Na terça-feira, 08 de outubro, uma gigantesca marcha indígena chegou a Quito e centenas de manifestantes ocuparam a sede da Assembleia Nacional por algumas horas. A resposta do governo foi decretar um toque de recolher em torno dos prédios público. À noite, Lenín Moreno, durante entrevista a uma TV local, sinalizou aceitar a mediação da ONU e da Igreja Católica, embora não cogite abrir mão do “paquetazo” que transbordou a revolta. A OEA e os governos conservadores do Grupo de Lima manifestaram apoio a Moreno.
Na quarta-feira, 09 de outubro, uma greve geral em todo o país uniu diversos setores populares, com o protagonismo dos indígenas2 organizados na Conferedación de Nacionales Indígenas del Ecuador (CONAIE). Informes caracterizam a situação do país à beira da emergência alimentar, por conta dos bloqueios de estradas que impedem a circulação de alimentos e combustíveis em diversas províncias. Mais de 700 manifestantes já foram detidos e/ou feridos e duas mortes por repressão policial são confirmadas.
Lideranças do movimento denunciam a infiltração de agentes estatais para gerar vandalismo e saques. À noite, quando o movimento indígena se retirava para descanso em Quito, a Polícia Nacional atacou covardemente seus acampamentos. Oito agentes policiais foram retidos pelos indígenas e só serão liberados com a libertação de todos os manifestantes presos até agora.
Na quinta-feira, 10 de outubro, o movimento indígena realiza uma assembleia durante o funeral dos manifestantes mortos. A decisão é de radicalizar a greve geral, com a tomada de poços e instalações petrolíferas no oriente equatoriano. A procuradoria-geral apresentou denúncia de sedição contra deputados ligados a Correa.
As próximas horas serão decisivas para o rumo do país. O dever da esquerda é cercar de solidariedade internacional o processo com medidas práticas e repercutir a luta pela saída de Lenin, pelo fim da repressão e pela libertação dos presos políticos. Ou seja, é nosso dever apoiar com afinco o triunfo desta alvissareira rebelião popular.

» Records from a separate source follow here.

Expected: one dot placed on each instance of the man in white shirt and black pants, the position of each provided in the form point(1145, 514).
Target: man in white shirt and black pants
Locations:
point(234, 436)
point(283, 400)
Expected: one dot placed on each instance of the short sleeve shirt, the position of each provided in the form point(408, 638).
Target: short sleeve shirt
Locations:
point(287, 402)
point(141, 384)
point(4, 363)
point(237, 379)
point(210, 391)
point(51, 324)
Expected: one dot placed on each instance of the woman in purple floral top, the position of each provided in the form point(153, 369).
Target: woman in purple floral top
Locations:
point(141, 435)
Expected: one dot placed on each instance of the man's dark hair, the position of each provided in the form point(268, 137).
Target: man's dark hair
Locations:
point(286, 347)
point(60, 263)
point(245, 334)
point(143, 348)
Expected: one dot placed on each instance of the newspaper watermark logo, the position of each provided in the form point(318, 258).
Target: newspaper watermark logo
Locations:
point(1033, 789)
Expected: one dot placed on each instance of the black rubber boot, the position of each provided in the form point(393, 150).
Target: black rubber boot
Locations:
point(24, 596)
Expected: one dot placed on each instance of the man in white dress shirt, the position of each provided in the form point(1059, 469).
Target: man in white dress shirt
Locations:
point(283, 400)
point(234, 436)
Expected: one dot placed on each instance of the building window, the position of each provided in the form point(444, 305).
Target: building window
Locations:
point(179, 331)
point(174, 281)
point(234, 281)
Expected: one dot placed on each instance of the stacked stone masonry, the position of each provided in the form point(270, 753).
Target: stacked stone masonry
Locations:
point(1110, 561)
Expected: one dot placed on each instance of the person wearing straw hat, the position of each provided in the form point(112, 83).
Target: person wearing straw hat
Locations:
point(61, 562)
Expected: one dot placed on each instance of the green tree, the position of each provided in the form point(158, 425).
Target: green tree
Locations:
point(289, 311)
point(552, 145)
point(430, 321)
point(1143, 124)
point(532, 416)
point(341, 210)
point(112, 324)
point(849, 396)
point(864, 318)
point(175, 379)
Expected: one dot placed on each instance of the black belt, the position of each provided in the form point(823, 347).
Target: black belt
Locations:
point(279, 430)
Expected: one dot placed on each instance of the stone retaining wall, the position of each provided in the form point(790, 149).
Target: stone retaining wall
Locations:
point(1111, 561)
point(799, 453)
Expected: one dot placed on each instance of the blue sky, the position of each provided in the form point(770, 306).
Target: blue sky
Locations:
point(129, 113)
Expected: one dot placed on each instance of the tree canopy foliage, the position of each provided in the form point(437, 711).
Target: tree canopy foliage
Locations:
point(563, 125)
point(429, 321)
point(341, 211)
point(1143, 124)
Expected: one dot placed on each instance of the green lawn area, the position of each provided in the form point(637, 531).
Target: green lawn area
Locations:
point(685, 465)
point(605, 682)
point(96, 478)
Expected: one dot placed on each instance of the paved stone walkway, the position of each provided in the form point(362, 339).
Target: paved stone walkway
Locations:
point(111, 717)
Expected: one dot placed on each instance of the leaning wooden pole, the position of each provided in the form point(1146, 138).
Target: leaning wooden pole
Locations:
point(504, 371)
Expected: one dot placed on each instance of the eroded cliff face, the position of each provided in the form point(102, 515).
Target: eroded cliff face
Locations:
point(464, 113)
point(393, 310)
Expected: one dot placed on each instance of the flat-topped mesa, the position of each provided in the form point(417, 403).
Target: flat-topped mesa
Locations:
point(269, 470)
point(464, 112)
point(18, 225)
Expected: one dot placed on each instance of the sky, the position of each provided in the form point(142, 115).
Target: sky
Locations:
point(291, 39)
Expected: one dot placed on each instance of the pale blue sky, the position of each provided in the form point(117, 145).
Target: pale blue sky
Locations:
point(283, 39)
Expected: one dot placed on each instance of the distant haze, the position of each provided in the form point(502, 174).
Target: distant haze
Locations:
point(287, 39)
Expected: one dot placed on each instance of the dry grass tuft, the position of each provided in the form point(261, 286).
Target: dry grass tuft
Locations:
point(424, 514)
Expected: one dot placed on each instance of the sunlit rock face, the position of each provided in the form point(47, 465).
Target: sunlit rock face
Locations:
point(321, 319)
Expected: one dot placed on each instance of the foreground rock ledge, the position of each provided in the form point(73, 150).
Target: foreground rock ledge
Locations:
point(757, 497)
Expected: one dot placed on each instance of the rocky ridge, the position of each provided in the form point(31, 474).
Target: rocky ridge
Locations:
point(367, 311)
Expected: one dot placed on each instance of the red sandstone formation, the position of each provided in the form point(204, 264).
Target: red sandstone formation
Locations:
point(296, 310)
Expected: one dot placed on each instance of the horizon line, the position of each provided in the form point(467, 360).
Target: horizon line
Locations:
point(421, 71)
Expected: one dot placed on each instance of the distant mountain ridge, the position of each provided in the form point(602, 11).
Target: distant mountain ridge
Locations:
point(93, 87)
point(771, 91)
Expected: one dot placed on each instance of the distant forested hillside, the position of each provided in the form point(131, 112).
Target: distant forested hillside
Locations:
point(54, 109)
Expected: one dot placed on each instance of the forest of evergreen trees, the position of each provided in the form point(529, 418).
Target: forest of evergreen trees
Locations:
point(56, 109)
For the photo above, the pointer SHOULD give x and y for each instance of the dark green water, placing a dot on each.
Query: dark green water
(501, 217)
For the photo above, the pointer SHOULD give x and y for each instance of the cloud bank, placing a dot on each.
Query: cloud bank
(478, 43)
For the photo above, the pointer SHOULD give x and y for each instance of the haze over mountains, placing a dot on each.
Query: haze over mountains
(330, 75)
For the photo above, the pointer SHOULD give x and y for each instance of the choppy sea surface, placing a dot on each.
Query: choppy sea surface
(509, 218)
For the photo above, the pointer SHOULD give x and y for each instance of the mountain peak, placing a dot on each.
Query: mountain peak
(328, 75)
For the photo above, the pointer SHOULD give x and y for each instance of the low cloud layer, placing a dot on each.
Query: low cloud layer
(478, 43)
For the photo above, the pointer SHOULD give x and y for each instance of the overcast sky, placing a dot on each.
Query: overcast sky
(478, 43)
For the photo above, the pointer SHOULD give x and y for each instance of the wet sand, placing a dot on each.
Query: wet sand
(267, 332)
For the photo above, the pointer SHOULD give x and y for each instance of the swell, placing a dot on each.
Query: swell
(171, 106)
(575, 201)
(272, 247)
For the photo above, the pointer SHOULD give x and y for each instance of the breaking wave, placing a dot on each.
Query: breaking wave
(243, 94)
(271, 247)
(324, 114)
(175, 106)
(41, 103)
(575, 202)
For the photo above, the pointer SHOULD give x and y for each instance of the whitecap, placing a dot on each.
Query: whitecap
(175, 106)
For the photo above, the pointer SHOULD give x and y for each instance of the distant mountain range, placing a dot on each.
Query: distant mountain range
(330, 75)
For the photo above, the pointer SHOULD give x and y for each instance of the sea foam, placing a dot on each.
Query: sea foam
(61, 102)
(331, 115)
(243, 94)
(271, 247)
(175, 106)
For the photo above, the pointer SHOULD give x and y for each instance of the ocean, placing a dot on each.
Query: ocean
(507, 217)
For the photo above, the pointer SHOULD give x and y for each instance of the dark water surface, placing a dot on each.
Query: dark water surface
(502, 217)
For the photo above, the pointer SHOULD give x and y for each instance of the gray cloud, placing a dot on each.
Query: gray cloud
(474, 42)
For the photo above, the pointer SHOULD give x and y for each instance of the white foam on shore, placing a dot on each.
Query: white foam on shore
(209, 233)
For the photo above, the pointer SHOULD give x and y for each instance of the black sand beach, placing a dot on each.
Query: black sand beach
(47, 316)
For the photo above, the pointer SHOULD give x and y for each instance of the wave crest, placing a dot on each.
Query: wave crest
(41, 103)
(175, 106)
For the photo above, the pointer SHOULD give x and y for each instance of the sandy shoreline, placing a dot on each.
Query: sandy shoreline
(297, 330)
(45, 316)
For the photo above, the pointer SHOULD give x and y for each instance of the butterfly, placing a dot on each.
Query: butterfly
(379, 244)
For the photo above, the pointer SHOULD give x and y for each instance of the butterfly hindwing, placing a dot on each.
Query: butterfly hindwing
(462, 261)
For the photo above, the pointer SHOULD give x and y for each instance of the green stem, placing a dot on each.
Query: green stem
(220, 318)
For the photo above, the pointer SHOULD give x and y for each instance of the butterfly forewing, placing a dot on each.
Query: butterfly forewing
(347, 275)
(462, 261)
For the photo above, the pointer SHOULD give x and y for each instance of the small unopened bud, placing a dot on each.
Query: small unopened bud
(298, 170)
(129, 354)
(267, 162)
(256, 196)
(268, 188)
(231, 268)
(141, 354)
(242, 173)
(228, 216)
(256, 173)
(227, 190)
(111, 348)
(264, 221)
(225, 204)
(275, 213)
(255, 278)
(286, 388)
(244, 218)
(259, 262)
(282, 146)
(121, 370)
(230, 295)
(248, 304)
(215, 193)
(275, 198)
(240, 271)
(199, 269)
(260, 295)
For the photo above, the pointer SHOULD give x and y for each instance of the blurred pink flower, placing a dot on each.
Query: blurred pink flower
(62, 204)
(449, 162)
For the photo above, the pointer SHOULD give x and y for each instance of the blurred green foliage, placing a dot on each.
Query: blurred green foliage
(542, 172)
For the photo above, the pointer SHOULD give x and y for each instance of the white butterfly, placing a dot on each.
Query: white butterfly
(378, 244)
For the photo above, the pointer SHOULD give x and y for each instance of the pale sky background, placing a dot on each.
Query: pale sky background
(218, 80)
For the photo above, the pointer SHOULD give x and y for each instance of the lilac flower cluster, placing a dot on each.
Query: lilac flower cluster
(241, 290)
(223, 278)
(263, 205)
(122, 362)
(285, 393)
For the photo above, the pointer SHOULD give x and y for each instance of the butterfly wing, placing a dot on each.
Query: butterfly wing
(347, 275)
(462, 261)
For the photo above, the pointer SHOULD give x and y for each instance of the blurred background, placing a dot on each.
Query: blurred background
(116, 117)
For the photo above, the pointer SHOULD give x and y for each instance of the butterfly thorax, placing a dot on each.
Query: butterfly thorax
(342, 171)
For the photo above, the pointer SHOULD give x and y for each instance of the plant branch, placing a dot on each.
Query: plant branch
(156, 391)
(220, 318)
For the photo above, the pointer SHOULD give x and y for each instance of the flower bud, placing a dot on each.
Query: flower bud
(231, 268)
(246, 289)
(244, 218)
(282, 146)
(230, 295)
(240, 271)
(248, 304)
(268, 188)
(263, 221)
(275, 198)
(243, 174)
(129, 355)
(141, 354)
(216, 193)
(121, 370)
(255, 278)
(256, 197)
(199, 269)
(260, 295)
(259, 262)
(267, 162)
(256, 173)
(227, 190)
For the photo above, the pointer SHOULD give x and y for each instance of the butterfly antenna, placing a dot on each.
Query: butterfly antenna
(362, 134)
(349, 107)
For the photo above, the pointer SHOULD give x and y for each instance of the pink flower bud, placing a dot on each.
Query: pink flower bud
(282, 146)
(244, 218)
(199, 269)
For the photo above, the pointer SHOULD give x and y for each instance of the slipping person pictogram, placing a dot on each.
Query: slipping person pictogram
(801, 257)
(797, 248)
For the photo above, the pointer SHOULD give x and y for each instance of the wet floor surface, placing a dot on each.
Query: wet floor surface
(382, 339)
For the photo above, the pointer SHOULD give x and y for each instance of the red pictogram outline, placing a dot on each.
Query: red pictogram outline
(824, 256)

Um pacote neoliberal sob medida do FMI
O Equador voltou a viver um cenário que lhe era bastante comum nas décadas passadas. As ruas do país estão marcadas por conflitos. O presidente LenÍn Moreno decretou estado de Emergência por 60 dias, podendo ser renovados por mais 30 dias. O vulcão do movimento de massas equatoriano, fiel às características naturais do país, volta à tona, saindo do estado de hibernação. É tempo de revolta.
Em 1 de outubro, Lenin Moreno anunciou um pacote de medidas impopulares, obedecendo uma exigência do FMI para continuar emprestando dinheiro ao país. Desde fevereiro deste ano, o organismo financeiro mais odiado pelos povos sul-americanos voltou a ter ascendência sobre o Estado equatoriano, após o acerto de uma linha de crédito emergencial no valor de 10 bilhões de dólares. Hoje, a dívida externa pública corresponde a 36% do PIB equatoriano. Em contrapartida, Lenin Moreno prometeu ao FMI cortar despesas e investimentos do governo, além de realizar reformas laborais e tributárias que intensifiquem a exploração do trabalho no Equador.
A medida do “paquetazo” mais rechaçada pela população foi o corte do subsídio estatal aos combustíveis (uma cifra equivalente a 1,8% do PIB anual). Isso significa na prática a liberalização dos preços do gasolina e do diesel, após 40 anos de auxílio público. Da noite para o dia, os equatorianos passaram a pagar 123% a mais pelos combustíveis, gerando um efeito em cascata nos itens da cesta básica e nos serviços de transportes. Evidentemente, esse neoliberalismo de choque envolve também a crise internacional dos preços do petróleo. O Equador anunciou que vai deixar a OPEP(Organização dos Países Exportadores de Petróleo) a partir do ano que vem, a fim de ampliar a produção de petróleo para 545 mil barris por dia.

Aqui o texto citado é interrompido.